Kamila: „Mój mąż to rozpieszczony syneczek, z wiekiem coraz bardziej to wychodzi. Teściowa nigdy nie pracowała poza domem, najważniejsze były obiadki i inne takie drobiazgi. W sumie lubiłam ją, ale coraz bardziej winię za błędy wychowawcze. Niestety, mąż uważa, że miejsce kobiety jest w kuchni, a on jest w domu kimś najważniejszym tylko dlatego, że, cytuję, \"ciężko pracuje\". Ha, ha - gdyby spróbował pogodzić swoją pracę zawodową z domem i dziećmi, tak jak ja - dopiero zrozumiałby, co znaczy słowo \"ciężko\". I wiecie co? Przed Świętami jest znacznie gorzej, tylko wymagania i wymagania, żadnej pomocy.”
Jak zauważa Monika Kozak-Czekanowska, podczas Świąt wychodzi na jaw, jak naprawdę funkcjonuje nasza rodzina. Zdarza się, że na co dzień staramy się odsuwać od siebie problemy: niezadowolenie, brak satysfakcji z relacji z najbliższymi, frustrację z powodu niezaspokojenia ważnych potrzeb. Badania mówią, że w polskich rodzinach jednym z podstawowych sposobów rozwiązywania problemów jest unikanie konfrontacji.
- A w Święta jednak trudno jest uciec od siebie. Do pracy nie można pójść, znajomi zajęci, więc jesteśmy zmuszeni przebywać z rodziną. Wtedy ludzie zaczynają odczuwac niezadowolenie ze swojego życia – mówi Monika Kozak-Czekanowska.
Samotne święta
Od dłuższego czasu relacje z mężem są pozbawione ciepła, czułości i zrozumienia. Prawie nie rozmawiamy z rodzicami. Teściowie denerwują swoimi mądrymi radami. I zastanawiamy się, jak usiąść teraz do wspólnej wigilii, skoro nie widzimy szans na porozumienie? Trudno bowiem na ten jeden wieczór zamienić się w kochającą rodzinę. I w końcu marzymy o tym, żeby z nikim się nie spotykać. Tylko czy jest coś bardziej przygnębiającego niż samotne Święta?

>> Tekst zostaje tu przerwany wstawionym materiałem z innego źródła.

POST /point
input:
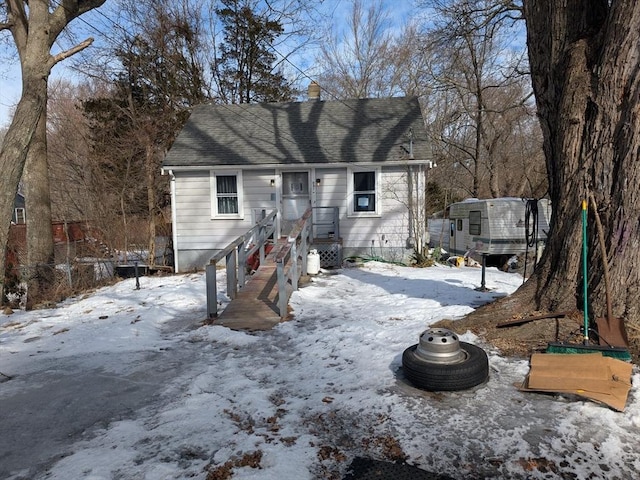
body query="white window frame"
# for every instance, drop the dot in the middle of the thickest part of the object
(351, 191)
(213, 174)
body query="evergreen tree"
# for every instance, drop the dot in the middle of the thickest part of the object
(243, 68)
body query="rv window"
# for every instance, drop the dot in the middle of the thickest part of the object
(475, 219)
(20, 216)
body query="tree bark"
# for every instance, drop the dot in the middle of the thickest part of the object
(40, 254)
(585, 59)
(34, 28)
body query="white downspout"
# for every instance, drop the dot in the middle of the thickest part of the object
(174, 223)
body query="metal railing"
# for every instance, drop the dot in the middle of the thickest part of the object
(236, 255)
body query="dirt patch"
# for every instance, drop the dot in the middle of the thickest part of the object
(521, 340)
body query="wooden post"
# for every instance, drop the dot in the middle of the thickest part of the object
(232, 276)
(212, 290)
(282, 289)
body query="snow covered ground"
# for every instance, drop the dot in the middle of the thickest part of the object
(127, 384)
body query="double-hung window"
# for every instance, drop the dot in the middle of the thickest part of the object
(475, 222)
(365, 185)
(226, 194)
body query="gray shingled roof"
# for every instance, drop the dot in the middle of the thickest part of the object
(313, 132)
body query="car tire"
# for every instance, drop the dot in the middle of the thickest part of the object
(435, 377)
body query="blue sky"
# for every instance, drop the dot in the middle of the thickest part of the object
(337, 11)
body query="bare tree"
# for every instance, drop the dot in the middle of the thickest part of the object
(34, 27)
(139, 110)
(358, 63)
(585, 61)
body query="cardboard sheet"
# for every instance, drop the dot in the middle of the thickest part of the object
(590, 375)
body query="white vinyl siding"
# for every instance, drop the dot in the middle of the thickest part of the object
(226, 194)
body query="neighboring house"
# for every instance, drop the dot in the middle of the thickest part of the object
(19, 216)
(231, 164)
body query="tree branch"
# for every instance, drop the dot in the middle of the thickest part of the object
(72, 51)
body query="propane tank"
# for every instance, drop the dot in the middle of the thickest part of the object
(313, 262)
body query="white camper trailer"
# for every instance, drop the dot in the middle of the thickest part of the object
(491, 227)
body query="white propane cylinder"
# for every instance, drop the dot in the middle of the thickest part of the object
(313, 262)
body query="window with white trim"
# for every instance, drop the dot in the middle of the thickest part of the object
(365, 185)
(226, 194)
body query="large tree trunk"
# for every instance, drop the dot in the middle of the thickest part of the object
(12, 159)
(40, 254)
(585, 58)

dżoana: „Mam sposób na Święta - unikam spotkań z osobami, których nie trawię. Jestem zaproszona w gości, ale nie idę, bo nie lubię tych, co mnie zaprosili - fałszywi, zakłamani ludzie. Opowiadają o swoich sukcesach, których nie mają, o stanowiskach, które rzekomo piastują, np. ktoś tam jest rzekomo managerem w Hiltonie, a ja wiem, ze ta pani sprząta biura. Dlaczego mam tracić mój cenny czas na siedzenie przy stole z takimi ludźmi???”
~igła: „Bardzo zazdroszczę rodzinnych Świąt. Kiedyś u mnie tez tak było. Teraz rodzina jest skłócona. Właśnie siedzę sobie sama w domu. Mama sama w swoim, a syn ze swoim ojcem u swojej rodziny. Całe szczęście, że wkrótce się skończą...”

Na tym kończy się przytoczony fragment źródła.